NFI Cal Cartage On Shaky Ground at the Port of Los Angeles
Last year, global supply chain leader NFI purchased SoCal-based Cal Cartage, which NFI had called “the premier U.S. port logistics provider.” Cal Cartage is by far the largest drayage provider at the Ports of L.A. and Long Beach, and NFI would have reasonably expected this purchase to rocket the company to the top of the drayage industry, in part because Cal Cartage’s unique facility provides a competitive advantage: it sits on nearly 100 acres of prime real estate on the heavy load corridor just four miles from the port terminals. Through the transition, long-time customers like Amazon, Sears/Kmart, and TJ Maxx stayed on. Owned by the Port of L.A., the facility for years charged Cal Cartage below-market rent.
It appears, however, that NFI’s plan to break into the Southern California drayage industry might be on shaky footing after the Los Angeles City Council put the brakes on a new lease.

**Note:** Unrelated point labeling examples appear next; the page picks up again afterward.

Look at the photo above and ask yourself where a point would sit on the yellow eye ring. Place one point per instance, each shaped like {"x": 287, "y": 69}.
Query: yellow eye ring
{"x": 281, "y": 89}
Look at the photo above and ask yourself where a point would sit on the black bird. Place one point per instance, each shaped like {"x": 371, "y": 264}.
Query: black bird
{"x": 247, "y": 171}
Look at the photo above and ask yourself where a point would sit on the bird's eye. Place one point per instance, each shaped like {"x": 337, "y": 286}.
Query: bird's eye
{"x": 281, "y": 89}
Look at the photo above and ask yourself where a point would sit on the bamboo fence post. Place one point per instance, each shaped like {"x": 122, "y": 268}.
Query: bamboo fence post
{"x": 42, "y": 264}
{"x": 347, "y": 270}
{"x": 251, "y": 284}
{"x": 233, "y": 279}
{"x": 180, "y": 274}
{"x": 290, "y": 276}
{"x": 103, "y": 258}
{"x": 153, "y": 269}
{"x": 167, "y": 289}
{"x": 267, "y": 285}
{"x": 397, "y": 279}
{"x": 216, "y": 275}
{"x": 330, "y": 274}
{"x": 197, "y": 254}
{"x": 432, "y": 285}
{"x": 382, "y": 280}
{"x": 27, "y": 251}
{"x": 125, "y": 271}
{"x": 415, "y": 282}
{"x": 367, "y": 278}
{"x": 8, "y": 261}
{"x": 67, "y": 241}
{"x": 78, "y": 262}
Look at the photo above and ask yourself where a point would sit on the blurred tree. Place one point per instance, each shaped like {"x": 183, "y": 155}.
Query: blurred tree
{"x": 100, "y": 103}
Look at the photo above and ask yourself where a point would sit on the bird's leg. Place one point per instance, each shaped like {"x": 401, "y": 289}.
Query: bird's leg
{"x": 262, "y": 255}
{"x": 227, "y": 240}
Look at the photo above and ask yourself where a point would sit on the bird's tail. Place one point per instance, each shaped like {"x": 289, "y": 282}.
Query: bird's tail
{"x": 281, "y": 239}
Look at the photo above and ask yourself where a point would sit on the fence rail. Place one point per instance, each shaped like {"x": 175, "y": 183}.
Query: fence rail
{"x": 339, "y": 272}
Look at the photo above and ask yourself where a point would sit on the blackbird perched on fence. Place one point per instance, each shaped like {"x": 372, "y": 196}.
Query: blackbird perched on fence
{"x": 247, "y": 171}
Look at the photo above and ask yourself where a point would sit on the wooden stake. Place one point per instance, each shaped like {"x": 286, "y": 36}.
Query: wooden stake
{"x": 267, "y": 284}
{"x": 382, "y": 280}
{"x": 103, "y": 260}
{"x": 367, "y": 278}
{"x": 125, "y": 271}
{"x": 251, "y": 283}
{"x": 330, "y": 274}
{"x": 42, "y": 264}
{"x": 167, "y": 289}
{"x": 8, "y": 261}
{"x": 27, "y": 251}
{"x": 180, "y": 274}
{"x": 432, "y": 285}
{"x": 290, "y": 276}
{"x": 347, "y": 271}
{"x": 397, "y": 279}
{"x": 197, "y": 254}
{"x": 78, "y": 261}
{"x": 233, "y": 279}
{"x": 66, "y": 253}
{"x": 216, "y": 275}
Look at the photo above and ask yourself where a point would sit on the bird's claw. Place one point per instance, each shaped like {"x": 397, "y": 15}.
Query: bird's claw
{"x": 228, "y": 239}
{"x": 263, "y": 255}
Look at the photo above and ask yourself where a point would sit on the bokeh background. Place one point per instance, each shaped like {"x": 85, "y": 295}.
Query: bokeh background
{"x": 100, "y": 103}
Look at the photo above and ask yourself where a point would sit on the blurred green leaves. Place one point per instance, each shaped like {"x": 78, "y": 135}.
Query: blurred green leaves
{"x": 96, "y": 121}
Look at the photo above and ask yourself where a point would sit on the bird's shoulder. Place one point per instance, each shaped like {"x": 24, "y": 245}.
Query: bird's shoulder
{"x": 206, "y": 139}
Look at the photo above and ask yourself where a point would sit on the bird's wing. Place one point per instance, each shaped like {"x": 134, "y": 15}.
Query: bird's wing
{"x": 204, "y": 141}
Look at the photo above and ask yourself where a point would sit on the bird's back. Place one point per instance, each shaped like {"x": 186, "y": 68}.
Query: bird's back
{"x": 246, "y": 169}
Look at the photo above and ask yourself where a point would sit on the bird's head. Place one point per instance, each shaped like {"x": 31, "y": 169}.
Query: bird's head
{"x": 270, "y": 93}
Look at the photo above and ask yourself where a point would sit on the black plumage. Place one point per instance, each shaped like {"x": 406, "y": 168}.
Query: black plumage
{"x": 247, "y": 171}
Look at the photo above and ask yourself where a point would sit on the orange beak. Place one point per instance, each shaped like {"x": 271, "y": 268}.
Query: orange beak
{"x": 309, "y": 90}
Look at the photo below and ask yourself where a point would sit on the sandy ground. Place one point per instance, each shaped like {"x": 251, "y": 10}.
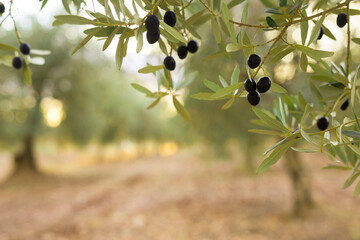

NFI was pursuing a new lease with the Port to allow it to operate under a revocable permit for up to five years. Meanwhile, it has been facing increased government scrutiny, which in May led the City to revoke NFI/Cal Cartage’s Foreign Trade Zone status due to multiple labor and safety violations found by Cal-OSHA and the NLRB. Earlier in the year, the Los Angeles City Attorney sued several NFI/California Cartage companies for unfair competition, alleging they illegally misclassify their drivers as independent contractors.
On top of the legal issues, these violations have led drivers and warehouse workers to strike NFI/Cal Cartage seven times in recent years, most recently in October 2018. Workers struck at the NFI warehouse at the Port, K&R Transportation, and California Cartage Express. The picket lines extended far beyond the ports, all the way to the Rio Tinto mines in Mojave, CA. In support of striking workers, 66 community, clergy, and labor leaders engaged in civil disobedience and were arrested outside the Port of Los Angeles.
Following this disruption, the City took action. The day after the Port approved a five-year lease with NFI/Cal Cartage, LA City Council had filed a rare motion to assert jurisdiction over the lease. After an October 2 committee hearing, on Friday, October 12 the full City Council unanimously voted to veto the lease, citing the multiple labor disruptions at the port and the city’s proprietary interest in avoiding work stoppages and ensuring the efficient movement of cargo. Council requested the Port include safeguards to protect against work stoppages in any permit or lease with the company.
If NFI/Cal Cartage balks at the new standards, the city appears ready to find a new tenant. As part of its action, the Council requested the Port initiate a procurement process concurrent with the negotiations, and require compliance with the Los Angeles’ Service Worker Retention Act to protect the current workers’ jobs in the event a successor company moved in.
At the time of this writing, NFI/California Cartage is occupying Port property without a valid lease. They face a choice: either ensure there are no labor disruptions, or lose the crown jewel of their brand new investment.